摘要

The Kaposi's sarcoma-associated herpes virus (KSHV) K3 viral gene product effectively down-regulates cell surface MHC class I. K3 is an E3 ubiquitin ligase that promotes Lys(63)-linked polyubiquitination of MHC class I, providing the signal for clathrin-mediated endocytosis. Endocytosis is followed by sorting into the intralumenal vesicles (ILVs) of multivesicular bodies (MVBs) and eventual delivery to lysosomes. The sorting ofMHC class I into MVBs requires many individual proteins of the four endosomal sorting complexes required for transport (ESCRTs). In HeLa cells expressing the KSHV K3 ubiquitin ligase, the effect of RNAi-mediated depletion of individual proteins of the ESCRT-0 and ESCRT-I complexes and three ESCRT-III proteins showed that these are required to down-regulate MHC class I. However, depletion of proteins of the ESCRT-II complex or of the ESCRT-III protein, VPS20 (vacuolar protein sorting 20)/CHMP6 (charged MVB protein 6), failed to prevent the loss of MHC class I from the cell surface.

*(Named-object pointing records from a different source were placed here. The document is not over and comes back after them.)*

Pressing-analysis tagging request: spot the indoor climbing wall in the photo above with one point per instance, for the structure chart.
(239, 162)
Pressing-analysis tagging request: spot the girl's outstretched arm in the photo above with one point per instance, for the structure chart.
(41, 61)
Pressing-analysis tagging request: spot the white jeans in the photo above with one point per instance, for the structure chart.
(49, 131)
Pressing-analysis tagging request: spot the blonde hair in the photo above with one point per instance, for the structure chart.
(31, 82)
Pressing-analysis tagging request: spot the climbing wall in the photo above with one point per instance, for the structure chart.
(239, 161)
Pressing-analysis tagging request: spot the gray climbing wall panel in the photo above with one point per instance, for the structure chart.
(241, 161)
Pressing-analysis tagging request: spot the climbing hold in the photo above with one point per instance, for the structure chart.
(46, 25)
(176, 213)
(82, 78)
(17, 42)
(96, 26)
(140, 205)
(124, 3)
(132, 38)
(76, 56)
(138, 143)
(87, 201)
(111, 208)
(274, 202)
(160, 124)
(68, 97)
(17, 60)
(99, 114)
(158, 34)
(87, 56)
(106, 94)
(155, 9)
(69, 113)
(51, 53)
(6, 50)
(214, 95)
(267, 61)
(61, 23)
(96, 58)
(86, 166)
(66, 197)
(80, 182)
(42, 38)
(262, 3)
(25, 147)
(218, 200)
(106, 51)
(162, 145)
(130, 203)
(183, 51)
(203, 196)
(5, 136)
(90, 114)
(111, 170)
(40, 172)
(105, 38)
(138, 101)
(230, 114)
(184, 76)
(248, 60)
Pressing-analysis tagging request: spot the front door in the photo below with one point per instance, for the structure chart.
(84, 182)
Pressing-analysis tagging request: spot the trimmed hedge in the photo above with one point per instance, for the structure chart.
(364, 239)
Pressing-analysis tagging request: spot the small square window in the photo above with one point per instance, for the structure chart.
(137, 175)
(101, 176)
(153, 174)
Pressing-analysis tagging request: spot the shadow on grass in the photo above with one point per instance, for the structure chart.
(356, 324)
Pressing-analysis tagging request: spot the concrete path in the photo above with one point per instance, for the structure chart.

Depletion of histidine domain phosphotyrosine phosphatase (HD-PTP) resulted in an increase in the cell surface concentration ofMHC class I in HeLa cells expressing the KSHV K3 ubiquitin ligase. Rescue experiments with wild-type (WT) and mutant HD-PTP supported the conclusion that HD-PTP acts as an alternative to ESCRT-II and VPS20/CHMP6 as a link between the ESCRT-I and those ESCRT-III protein(s) necessary for ILV formation. Thus, the down-regulation of cell surface MHC class I, polyubiquitinated by the KSHV K3 ubiquitin ligase, does not employ the canonical ESCRT pathway, but instead utilizes an alternative pathway in which HD-PTP replaces ESCRT-II and VPS20/CHMP6.